Uno degli obiettivi della nostra ricerca è quello di trovare una certa significatività statistica: i nostri dati confermano la nostra ipotesi?! A volte però questa felice notizia non basta e dobbiamo appellarci ad altro: la varianza spiegata!

Facciamo un esempio. Abbiamo avuto un’idea geniale e formuliamo un modello che possa spiegare il fenomeno che stiamo studiando: 4 variabili che spiegano il bullismo! Raccogliamo i dati, li elaboriamo, facciamo “girare” una regressione e otteniamo una significatività statistica, cioè il modello funziona e spiega il fenomeno del bullismo.

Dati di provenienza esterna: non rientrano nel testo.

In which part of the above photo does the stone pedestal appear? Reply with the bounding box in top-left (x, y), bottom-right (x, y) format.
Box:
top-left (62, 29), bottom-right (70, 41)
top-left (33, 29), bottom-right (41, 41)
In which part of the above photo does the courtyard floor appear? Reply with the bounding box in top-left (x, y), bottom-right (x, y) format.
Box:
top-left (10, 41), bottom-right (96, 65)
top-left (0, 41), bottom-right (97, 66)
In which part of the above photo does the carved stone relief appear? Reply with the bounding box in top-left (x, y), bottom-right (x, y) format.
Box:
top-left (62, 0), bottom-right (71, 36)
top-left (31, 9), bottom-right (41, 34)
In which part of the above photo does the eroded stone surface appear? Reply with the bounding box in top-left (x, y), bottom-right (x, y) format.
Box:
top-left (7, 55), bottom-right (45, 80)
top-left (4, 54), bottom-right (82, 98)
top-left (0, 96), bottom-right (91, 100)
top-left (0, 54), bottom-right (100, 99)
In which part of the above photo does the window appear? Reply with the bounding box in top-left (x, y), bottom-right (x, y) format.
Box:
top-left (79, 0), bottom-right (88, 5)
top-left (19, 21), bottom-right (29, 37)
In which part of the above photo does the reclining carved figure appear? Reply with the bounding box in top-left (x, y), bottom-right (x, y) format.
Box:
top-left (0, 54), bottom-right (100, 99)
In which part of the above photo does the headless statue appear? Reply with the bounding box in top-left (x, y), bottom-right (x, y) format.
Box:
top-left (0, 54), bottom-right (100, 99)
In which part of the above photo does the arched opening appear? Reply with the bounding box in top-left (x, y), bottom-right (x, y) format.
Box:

E allora cosa ci serve di più? Non è sufficiente sapere che quelle variabili incidono sul bullismo, ma dobbiamo accertarci quanto effettivamente spiegano del fenomeno. Questa è la varianza spiegata, un indicatore che in forma di proporzione, indica quanta variabilità dei nostri dati è spiegata dal modello in questione. Un modello che spiega lo 0.98 così come un modello che spiega il 0.5 ha la stessa significatività, ma differente “portata”.

Questa precisazione è tutt’altro che banale. Pensiamo alla pubblicità, prodotti venduti al supermercato che promettono risultati e miglioramenti degni di una medicina e che risultano efficaci dai test. In genere c’è scritto a righe piccolissime che questo risultati si ottengono associando particolari stili di vita, ma allora perchè permettono di dire che ha degli effetti concreti. Perchè magari la sostanza ha un apporto al benessere generale all’interno di questo pacchetto, ma di quanto è? Questo potrebbe essere un momento in cui ti rendi conto che la significatività statistica non basta!

Diventa accorto, non ti accontentare di un modello che funziona, ma scegli il modello migliore, quello che spiega di più la variabilità dei tuoi dati!